ECLI:NL:HR:2000:AE3817
Hoge Raad
- Cassatie
- G.J. Zuurmond
- L. Monné
- C.B. Bavinck
- Rechtspraak.nl
Vernietiging van de uitspraak van het Hof inzake de waardering van onroerende zaken door de gemeente Schoorl
In deze zaak gaat het om de waardering van een onroerende zaak, gelegen aan de A-straat 1 te Q, voor het tijdvak van 1 januari 1997 tot en met 31 december 2000. De gemeente Schoorl had de waarde vastgesteld op f 630.000,--, maar na bezwaar van de belanghebbende werd deze waarde verlaagd tot f 570.000,--. De belanghebbende ging in beroep bij het Hof, dat de waarde verder verlaagde tot f 530.000,--. De belanghebbende stelde echter beroep in cassatie in tegen deze uitspraak van het Hof, waarbij hij een middel aanvoerde. De burgemeester en wethouders (B en W) dienden een vertoogschrift in.
De Hoge Raad heeft de uitspraak van het Hof vernietigd, behoudens de beslissingen omtrent het griffierecht en de proceskosten. De zaak werd verwezen naar het Gerechtshof te 's-Gravenhage voor verdere behandeling en beslissing in meervoudige kamer, met inachtneming van het arrest van de Hoge Raad. Tevens werd gelast dat B en W aan de belanghebbende het griffierecht van f 340,-- vergoeden.
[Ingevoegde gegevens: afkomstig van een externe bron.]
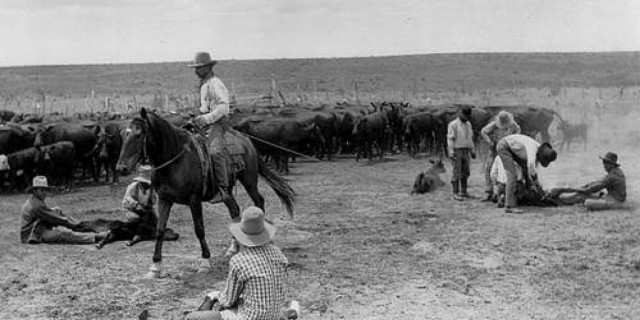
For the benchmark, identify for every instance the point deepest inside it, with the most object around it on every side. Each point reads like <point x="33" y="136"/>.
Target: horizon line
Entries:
<point x="322" y="58"/>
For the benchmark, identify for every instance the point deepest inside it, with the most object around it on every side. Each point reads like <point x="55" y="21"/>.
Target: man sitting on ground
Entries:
<point x="591" y="194"/>
<point x="41" y="224"/>
<point x="139" y="200"/>
<point x="255" y="283"/>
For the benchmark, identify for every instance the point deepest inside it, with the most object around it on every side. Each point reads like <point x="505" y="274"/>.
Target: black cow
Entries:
<point x="429" y="180"/>
<point x="15" y="137"/>
<point x="395" y="112"/>
<point x="345" y="119"/>
<point x="370" y="131"/>
<point x="120" y="230"/>
<point x="107" y="149"/>
<point x="6" y="115"/>
<point x="19" y="167"/>
<point x="82" y="137"/>
<point x="325" y="121"/>
<point x="57" y="161"/>
<point x="423" y="126"/>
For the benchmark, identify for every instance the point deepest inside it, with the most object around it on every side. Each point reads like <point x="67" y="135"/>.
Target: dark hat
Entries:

De Hoge Raad oordeelde dat het Hof onvoldoende had gemotiveerd waarom de waarde van de woning van de belanghebbende hoger moest zijn dan die van een vergelijkbare woning aan de B-straat 1, die voor f 427.000,-- was verkocht. De belanghebbende had een motiveringsklacht ingediend, die door de Hoge Raad werd gehonoreerd. De overige onderdelen van het middel behoefden geen verdere behandeling. De Hoge Raad achtte geen termen aanwezig voor een veroordeling in de proceskosten, zoals bedoeld in artikel 5a van de Wet administratieve rechtspraak belastingzaken.